8 comments to The Great Everywhere Books-N-Ballparks Tour 2014

  • Dave

    Hard not to feel badly for A’s fans…neglected team in a crap stadium in a city that has its challenges. If Beane didn’t have such a vendetta against the Mets I’d kind of root for them.

    And glad to hear that what used to be Enron Field is perhaps ironically nice. Saw 2 games at the Astrodome and it was probably the weirdest place ever. Besides the oddball color scheme, felt like an expanded arena that was meant for anything but baseball.

    Seen 2 games at Nationals Park in the past few weeks and I give it a thumbs up. About 10,000 places to buy food (including several CitiField headliners like Shake Shack and Blue Smoke) and employees who contradict DC’s reputation for combining northern charm and southern efficiency.

  • BlackCountryMet

    Superb reviews. It’s my goal to do all the parks, I’ll be doing Marlins and Phillies in 2 weeks time and am still considering the Trop as well. Minute Maid looks decent but the A’s, hmm, not so much

  • Dennis

    Great reviews Jason. My son was out in Scottsdale for business last week and caught the D’backs-Nats game as well….might have been the same one you were at (Strasburg started for the Nats).

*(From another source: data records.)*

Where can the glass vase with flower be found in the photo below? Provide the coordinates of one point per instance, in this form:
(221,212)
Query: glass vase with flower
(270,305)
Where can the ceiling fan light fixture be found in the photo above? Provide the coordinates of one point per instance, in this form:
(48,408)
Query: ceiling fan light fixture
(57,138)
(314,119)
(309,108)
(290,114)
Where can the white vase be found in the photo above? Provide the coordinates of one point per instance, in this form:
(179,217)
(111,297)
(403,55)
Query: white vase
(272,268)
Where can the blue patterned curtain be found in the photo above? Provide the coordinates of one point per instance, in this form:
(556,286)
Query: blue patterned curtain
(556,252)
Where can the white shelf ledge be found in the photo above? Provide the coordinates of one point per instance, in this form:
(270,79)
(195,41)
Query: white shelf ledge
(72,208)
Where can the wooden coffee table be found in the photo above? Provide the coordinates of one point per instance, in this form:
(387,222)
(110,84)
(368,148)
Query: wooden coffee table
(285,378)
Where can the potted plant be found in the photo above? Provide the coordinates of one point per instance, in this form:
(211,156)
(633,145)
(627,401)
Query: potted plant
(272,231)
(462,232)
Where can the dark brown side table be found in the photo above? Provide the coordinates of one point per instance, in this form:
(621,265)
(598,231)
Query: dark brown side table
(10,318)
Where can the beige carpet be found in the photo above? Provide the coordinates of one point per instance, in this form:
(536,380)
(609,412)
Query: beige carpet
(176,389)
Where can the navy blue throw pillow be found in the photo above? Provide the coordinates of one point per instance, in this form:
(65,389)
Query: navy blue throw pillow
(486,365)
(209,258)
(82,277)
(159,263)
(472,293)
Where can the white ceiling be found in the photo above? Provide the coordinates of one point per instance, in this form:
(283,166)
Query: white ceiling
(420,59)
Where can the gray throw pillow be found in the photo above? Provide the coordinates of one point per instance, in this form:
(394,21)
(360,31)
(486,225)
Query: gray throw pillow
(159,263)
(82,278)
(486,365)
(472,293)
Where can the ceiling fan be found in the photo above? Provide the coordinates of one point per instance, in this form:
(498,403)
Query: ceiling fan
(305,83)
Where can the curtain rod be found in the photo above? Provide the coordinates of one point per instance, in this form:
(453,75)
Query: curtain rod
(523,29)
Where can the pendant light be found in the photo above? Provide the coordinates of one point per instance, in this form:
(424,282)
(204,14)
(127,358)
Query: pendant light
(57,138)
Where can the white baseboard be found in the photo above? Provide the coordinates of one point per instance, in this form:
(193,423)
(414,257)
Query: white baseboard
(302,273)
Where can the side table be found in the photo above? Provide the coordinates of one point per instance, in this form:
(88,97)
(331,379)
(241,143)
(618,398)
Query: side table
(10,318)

    “But it’s still a mall with baseball in it.”

    He said pretty much the same thing. Nice place, but a little strange. He mentioned that ticket prices were pretty good and they didn’t kill you at the concession stand.

  • Rob D.

    Nationals Park to me was eh. (Saw Nats/Mets around Labor day last year). Comerica is beautiful, but PNC in Pittsburgh is gorgeous.

  • The Jestaplero!

    After the Yankees series it occurred to me that the conventional wisdom about Citi Field may have it backwards. They should play in a bandbox. If they are emphasizing pitching over power-hitting as they say they are, strong pitching should presumably keep more balls in the yard than their adversaries, while shorter fences should help their weaker-than-average hitters. Thoughts?

  • MHB

    Kudos for the D&D reference.

    I attended two games in Oakland when I lived out there in the late 90’s, and did enjoy the games once i got inside. My take was the same as yours – great fans, atrocious park. (It helped that I was able to walk up 45 minutes before gametime and get field-level seats.) And I’m sure it’s worse now then when I was there 15 years ago.